Imambayildi
EGGPLANT with OLIVE OIL
5 Servings
1 and 1/2 tea cups water
1 medium tomato
3 cloves of garlic
3/4 glass of olive oil
5 medium eggplants
5 not too large onions
chopped parsley, salt to taste
Remove the stems of the eggplants leaving 2 cm remaining. Peel the eggplant leaving length-wise bands 2 cm wide (to prevent the eggplant from crumbling while cooking). Cook them in olive oil, turning them on all sides. (They may be previously treated with salt to prevent them from absorbing too much oil while being cooked).

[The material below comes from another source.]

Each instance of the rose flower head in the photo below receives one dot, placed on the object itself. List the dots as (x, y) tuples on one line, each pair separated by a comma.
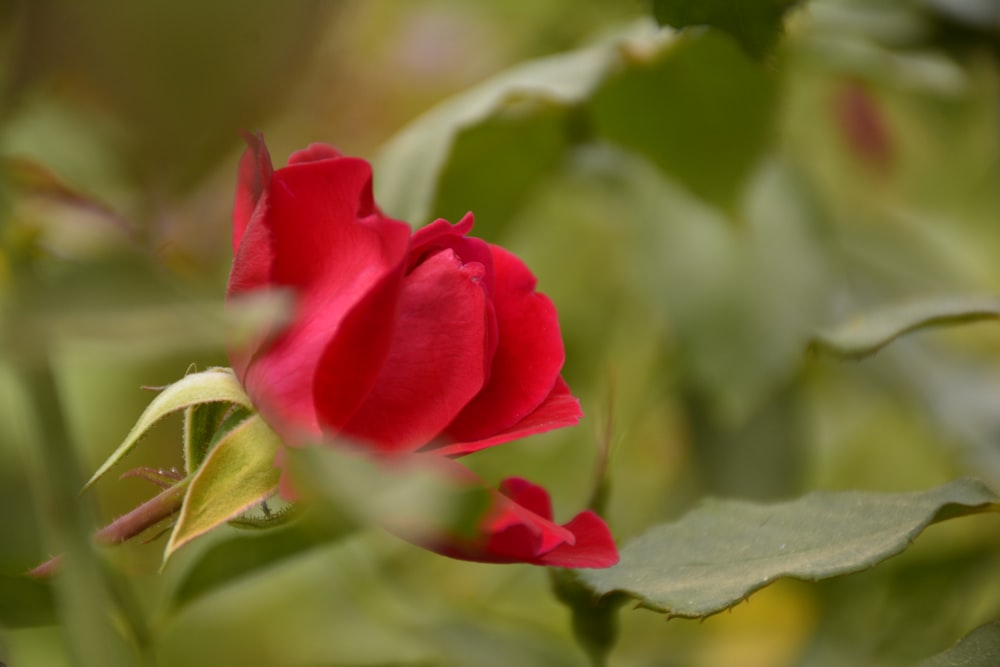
[(427, 342)]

In a frying pan, brown the onion which has been cut into very fine rings, and the garlic cut into small pieces. When the onion and garlic begin to turn brown, add the chopped parsley. Place the eggplants side by side in a baking dish or in. a large cake mold. Split the eggplants lengthwise and remove some of the seeds if necessary, spreading the two halves apart. In the cavity, put the mixture of garlic, onion and cooked parsley. Garnish each eggplant with a tomato ring.
Place the remaining oil on the bottom of the dish or mold, (if none remains, make a sauce with 2 or 3 tomatoes). Place in a warm oven for 20 minutes. Serve when cool.